I can smell her perfume, hanging heavy in the air.
There’s a note on the counter. A neat pink Post-it with the perfect handwriting.
Dinner with PR team at 7. Don’t forget to repost the story. T.
Of course.
I grab a beer from the fridge and drop onto the sofa. The TV flickers, muted, hockey highlights rolling. My phone buzzes with a notification from Instagram. Talia’s story again, this time reposted by a lifestyle brand.
Perfect couple goals.
I down half the beer in one go. The taste of bitterness and metal sits on my tongue.
The thing is, I used to love the game for its simplicity.
You skate hard, hit harder, and earn every bruise is a badge of honour.
It was real, at least. Now it’s all noise and press events, sponsorships and fake smiles.
Even Talia, who once felt like an escape, is just another mirror reflecting back the version of me everyone else wants to see.
And then there’s Rose. A stranger who shouldn’t matter, but does. Because for a few minutes in that hospital room, I wasn’t Cal Fraser, forward for the Panthers. I was just a bloke who stopped at the wrong moment and tried to do something right. Something worthwhile for a change.
I flick off the TV and stare out the window. The city glows faintly in the distance, all orange streetlights, rain-slicked tarmac, and the hum of traffic as people go about the business. It’s grounding and suffocating all at once. And it makes me question so much of my life.
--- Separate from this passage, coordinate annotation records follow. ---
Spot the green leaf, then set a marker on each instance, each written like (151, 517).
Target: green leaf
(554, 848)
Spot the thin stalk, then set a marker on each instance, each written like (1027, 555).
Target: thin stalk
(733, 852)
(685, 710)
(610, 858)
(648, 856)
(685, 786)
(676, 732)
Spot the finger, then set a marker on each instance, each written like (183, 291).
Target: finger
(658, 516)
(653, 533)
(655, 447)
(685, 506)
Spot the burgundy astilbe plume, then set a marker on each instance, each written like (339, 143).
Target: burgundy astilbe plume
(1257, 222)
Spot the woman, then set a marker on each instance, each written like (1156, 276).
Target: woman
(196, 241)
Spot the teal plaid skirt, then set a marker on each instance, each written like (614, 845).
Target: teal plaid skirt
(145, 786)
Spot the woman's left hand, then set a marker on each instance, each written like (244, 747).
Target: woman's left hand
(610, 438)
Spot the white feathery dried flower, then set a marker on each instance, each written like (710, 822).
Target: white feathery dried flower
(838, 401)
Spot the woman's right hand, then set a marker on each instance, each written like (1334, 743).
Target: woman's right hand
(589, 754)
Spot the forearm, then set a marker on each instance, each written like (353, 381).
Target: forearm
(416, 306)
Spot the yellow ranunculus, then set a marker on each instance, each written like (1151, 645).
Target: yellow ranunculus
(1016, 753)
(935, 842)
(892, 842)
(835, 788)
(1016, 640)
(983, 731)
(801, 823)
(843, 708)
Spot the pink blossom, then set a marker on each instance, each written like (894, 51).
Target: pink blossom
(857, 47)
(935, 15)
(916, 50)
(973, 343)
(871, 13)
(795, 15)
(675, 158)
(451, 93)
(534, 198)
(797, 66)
My phone buzzes again. Talia, this time.
You good for the shoot tomorrow? They want you in the navy suit. Xx
I stare at it for a second, then type back.
Yeah. Fine.
I don’t send it right away, my thumb hovering over the screen. Then, without thinking, I backspace the message to delete it, toss the phone onto the sofa, and grab my jacket. The need to get out of here burning deep within me.
The rink is closed by the time I get back, but the parking lot’s quiet, the ice still humming faintly behind the glass. I slip inside through the side door, using my keycard, perks of being captain once upon a time.
The rink is dark except for the low glow of emergency lights. The ice glints under them, pale blue, smooth as glass and so enticing. I step out onto it, no skates, just boots, the echo of my steps sharp and hollow. “Get your head back in the game,” Coach’s voice echoes in my mind.
Easier said than done.
I pull my phone out again, staring at the black screen until it lights up. No new messages. No notifications that matter. Just silence. And for once, I let myself breathe properly. The kind of breath that comes when there’s no one to perform for.
I whisper it to the empty rink, just to hear the truth out loud. “I’m not fine.”
The sound bounces off the boards, soft and cold.
It feels almost confessional. I think of Rose again.
Her hand brushing her camera, the way her eyes had softened when she laughed.
And for the first time since the crash, focus stirs in me.
Not the kind I can skate through. Something sharper. More human.
Maybe I’ll never see her again. Maybe I shouldn’t want to. But I can’t shake the thought that she saw something the rest of the world stopped seeing a long time ago.
And now the ice doesn’t feel like home. It feels like a mirror.